Measurements with 'meadv' >= 50 removed. Model will be reliable for data with 'meadv' under 50 or only slightly above 50.

## Simple Regression Model: Median Price and Crime

### Question 2

- Build a simple linear regression model to examine if the crime rate (`crim`) affects the median value of homes (`medv`).
- If there is an effect, determine how much the housing price decreases as the crime rate increases.
---



In [None]:
import statsmodels.formula.api as smf
formula = 'medv ~ (crim)'

# Fit an OLS model with interactions
model = smf.ols(formula, data=df_cleaned).fit()

# Display model summary
print(model.summary())

Model with intercept can be interpreted as how the home price varies if there is higher crime rate from the mean home price. The R2 statistics is quite low, although for crude data and only one parameter it is not bad.
The model shows how the median house price varies from the price when crime rate is 0, then for every unit the crime rate increases, house value drops by $400.


### Question 3

- Experiment with power and logarithmic transformations of the response variable (`medv`).
- To find the optimal power transformation, plot the log-likelihood profile for the Box-Cox transformation and compare it with a logarithmic transformation.

---

In [None]:
df_cleaned['log_medv'] = np.log(df_cleaned['medv'])
sns.histplot(df_cleaned['log_medv'], kde=True, bins=30, color='blue', edgecolor='black')
plt.title("Histogram of Log-Transformed MEDV")
plt.xlabel("log(MEDV)")
plt.ylabel("Frequency")
plt.show()

In [None]:
from scipy.stats import boxcox
from scipy.stats import boxcox_llf
from scipy.stats import chi2
import scipy.stats as stats

df_cleaned['medv_positive'] = df_cleaned['medv']
boxcox_transformed, lambda_opt = boxcox(df_cleaned['medv_positive'])

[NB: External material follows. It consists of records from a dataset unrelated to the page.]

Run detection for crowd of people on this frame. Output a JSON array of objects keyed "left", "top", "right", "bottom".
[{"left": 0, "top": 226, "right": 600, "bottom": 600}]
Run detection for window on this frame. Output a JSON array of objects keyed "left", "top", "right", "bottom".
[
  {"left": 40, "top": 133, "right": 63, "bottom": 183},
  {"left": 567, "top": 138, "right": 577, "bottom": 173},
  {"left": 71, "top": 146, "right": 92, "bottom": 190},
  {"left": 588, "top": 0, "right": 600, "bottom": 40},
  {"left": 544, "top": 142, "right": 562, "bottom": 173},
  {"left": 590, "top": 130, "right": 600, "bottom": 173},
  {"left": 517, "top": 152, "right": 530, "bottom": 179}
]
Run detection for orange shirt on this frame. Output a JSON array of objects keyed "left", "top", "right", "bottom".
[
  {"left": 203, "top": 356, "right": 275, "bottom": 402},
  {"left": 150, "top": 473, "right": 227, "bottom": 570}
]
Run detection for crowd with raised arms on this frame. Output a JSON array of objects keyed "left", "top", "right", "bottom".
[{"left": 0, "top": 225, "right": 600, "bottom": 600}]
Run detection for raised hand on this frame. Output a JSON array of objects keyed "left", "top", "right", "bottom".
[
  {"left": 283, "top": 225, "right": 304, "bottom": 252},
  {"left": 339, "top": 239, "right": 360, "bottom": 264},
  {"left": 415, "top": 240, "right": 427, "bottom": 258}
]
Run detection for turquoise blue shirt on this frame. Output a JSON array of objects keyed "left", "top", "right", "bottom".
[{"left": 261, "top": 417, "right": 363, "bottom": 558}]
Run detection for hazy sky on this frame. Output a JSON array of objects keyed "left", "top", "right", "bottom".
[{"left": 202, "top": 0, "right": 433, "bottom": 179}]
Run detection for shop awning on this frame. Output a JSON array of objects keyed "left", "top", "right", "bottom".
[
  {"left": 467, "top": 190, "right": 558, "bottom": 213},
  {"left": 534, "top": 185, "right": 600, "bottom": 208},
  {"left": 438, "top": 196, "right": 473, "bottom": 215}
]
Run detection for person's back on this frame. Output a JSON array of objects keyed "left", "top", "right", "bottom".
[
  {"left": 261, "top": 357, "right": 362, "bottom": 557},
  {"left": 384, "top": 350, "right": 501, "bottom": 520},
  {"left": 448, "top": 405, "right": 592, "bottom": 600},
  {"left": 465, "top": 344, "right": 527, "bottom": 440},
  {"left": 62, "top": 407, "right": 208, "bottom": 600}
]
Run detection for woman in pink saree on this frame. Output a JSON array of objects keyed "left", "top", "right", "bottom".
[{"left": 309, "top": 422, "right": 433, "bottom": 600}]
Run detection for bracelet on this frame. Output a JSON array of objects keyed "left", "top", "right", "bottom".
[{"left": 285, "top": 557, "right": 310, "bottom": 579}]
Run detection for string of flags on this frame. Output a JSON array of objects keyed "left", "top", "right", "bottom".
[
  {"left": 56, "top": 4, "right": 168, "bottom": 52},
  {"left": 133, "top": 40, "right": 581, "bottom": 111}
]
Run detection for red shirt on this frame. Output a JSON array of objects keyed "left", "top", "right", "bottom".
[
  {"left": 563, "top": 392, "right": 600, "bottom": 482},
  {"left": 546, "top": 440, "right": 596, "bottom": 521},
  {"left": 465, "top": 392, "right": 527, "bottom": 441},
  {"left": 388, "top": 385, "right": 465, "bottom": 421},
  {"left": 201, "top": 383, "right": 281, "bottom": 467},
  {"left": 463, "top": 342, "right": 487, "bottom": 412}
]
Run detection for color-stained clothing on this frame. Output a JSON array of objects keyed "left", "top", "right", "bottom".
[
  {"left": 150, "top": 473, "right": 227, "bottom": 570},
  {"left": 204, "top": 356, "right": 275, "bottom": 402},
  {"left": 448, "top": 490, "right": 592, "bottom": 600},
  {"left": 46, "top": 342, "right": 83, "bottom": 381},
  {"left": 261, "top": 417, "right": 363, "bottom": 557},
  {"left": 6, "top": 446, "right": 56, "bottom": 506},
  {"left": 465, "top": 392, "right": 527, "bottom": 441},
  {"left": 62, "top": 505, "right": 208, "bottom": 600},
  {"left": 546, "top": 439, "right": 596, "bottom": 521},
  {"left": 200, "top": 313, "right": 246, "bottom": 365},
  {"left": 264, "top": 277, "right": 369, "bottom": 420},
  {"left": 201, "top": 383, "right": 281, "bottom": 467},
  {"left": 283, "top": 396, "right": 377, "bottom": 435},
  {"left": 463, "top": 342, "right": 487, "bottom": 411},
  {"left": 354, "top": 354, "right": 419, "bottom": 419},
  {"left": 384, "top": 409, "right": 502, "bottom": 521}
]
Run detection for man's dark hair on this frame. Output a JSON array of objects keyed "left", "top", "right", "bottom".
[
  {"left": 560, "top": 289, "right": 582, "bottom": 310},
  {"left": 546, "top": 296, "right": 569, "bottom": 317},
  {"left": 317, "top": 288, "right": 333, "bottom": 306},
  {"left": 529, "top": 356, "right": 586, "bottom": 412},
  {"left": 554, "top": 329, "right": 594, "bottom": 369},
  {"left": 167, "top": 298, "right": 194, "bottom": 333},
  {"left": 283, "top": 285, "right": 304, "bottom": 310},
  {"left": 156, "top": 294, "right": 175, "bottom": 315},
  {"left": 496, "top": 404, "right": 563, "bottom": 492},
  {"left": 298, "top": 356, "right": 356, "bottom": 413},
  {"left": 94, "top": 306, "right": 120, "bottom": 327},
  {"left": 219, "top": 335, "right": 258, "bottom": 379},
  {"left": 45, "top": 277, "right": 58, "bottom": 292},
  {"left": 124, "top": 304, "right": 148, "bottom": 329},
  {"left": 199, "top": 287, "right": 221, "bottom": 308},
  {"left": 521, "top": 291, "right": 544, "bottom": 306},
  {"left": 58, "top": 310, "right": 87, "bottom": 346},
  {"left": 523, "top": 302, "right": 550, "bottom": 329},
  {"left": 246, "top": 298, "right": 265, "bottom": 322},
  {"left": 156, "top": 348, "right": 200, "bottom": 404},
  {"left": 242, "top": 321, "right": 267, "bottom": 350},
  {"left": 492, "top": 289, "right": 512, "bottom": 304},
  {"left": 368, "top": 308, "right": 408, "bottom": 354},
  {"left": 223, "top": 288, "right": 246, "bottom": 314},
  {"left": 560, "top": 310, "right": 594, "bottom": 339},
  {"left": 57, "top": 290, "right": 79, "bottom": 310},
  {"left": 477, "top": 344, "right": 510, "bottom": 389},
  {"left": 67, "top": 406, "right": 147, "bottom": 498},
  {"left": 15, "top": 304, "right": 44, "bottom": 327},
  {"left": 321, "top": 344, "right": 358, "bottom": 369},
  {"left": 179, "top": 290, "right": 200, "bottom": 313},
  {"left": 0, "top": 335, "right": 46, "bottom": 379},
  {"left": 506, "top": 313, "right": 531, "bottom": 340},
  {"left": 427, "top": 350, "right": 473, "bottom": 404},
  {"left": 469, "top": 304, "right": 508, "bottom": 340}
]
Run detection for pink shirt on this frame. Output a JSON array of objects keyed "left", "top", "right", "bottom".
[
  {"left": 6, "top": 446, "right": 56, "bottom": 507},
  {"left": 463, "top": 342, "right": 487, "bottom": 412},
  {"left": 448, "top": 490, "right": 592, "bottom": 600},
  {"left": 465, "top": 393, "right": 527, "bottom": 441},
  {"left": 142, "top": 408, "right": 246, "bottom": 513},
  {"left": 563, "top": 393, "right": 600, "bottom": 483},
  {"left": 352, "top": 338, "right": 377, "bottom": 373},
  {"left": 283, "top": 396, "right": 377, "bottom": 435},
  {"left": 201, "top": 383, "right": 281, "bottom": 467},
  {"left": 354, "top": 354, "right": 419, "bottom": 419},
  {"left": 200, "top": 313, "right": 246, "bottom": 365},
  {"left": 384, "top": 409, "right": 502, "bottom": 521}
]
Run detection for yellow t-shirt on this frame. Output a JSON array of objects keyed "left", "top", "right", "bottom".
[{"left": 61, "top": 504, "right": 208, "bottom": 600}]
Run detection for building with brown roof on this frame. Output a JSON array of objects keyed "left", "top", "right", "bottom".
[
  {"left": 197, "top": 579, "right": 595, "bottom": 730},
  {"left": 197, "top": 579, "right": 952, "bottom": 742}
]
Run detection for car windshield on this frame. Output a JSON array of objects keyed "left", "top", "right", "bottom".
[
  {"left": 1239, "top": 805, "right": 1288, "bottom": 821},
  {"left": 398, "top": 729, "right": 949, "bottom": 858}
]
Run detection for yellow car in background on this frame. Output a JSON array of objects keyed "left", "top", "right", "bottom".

df_cleaned['boxcox_medv'] = boxcox_transformed

print(f"Optimal lambda for Box-Cox Transformation: {lambda_opt}")

lambda_values = np.linspace(-2, 2, 100)

log_likelihoods = [boxcox_llf(lmb, df_cleaned['medv_positive']) for lmb in lambda_values]

max_log_likelihood = max(log_likelihoods)

threshold = max_log_likelihood - chi2.ppf(0.95, df=1) / 2

lambda_conf_interval = lambda_values[
    (log_likelihoods >= threshold)
]

lambda_low = min(lambda_conf_interval)
lambda_high = max(lambda_conf_interval)

log_likelihoods_function = stats.boxcox_llf(0, df_cleaned['medv_positive'])

plt.figure(figsize=(10, 6))
plt.plot(lambda_values, log_likelihoods, label='Log-Likelihood')
plt.axvline(lambda_opt, color='red', linestyle='--', label=f"Optimal lambda = {lambda_opt:.2f}")
plt.axvline(lambda_low, color="green", linestyle="--", label=f"95% CI Lower = {lambda_low:.2f}")
plt.axvline(lambda_high, color="blue", linestyle="--", label=f"95% CI Upper = {lambda_high:.2f}")
plt.axhline(threshold, color="gray", linestyle="--", label="95% CI Threshold")
plt.scatter([0], [log_likelihoods_function], color='orange', label=f"lambda = {0}")
plt.title("Log-Likelihood Profile for Box-Cox Transformation")
plt.xlabel("Lambda")
plt.ylabel("Log-Likelihood")
plt.legend()
plt.grid()
plt.show()

In [None]:
plt.figure(figsize=(14, 6))

plt.subplot(1, 2, 1)
sns.histplot(df_cleaned['log_medv'], kde=True, color='blue', bins=30)
plt.title("Logarithmic Transformation (lambda = 0)")
plt.xlabel("log(MEDV)")

plt.subplot(1, 2, 2)
sns.histplot(df_cleaned['boxcox_medv'], kde=True, color='green', bins=30)
plt.title(f"Box-Cox Transformation (Optimal lambda = {lambda_opt:.2f})")
plt.xlabel("Box-Cox Transformed MEDV")

plt.tight_layout()
plt.show()

Lambda 0.5 was chosen as it is close to 0.4 and easier to apply and interpret

In [None]:
import statsmodels.api as sm

X = sm.add_constant(df_cleaned['crim'])

model_log = sm.OLS(df_cleaned['log_medv'], X).fit()
model_boxcox = sm.OLS(df_cleaned['boxcox_medv'], X).fit()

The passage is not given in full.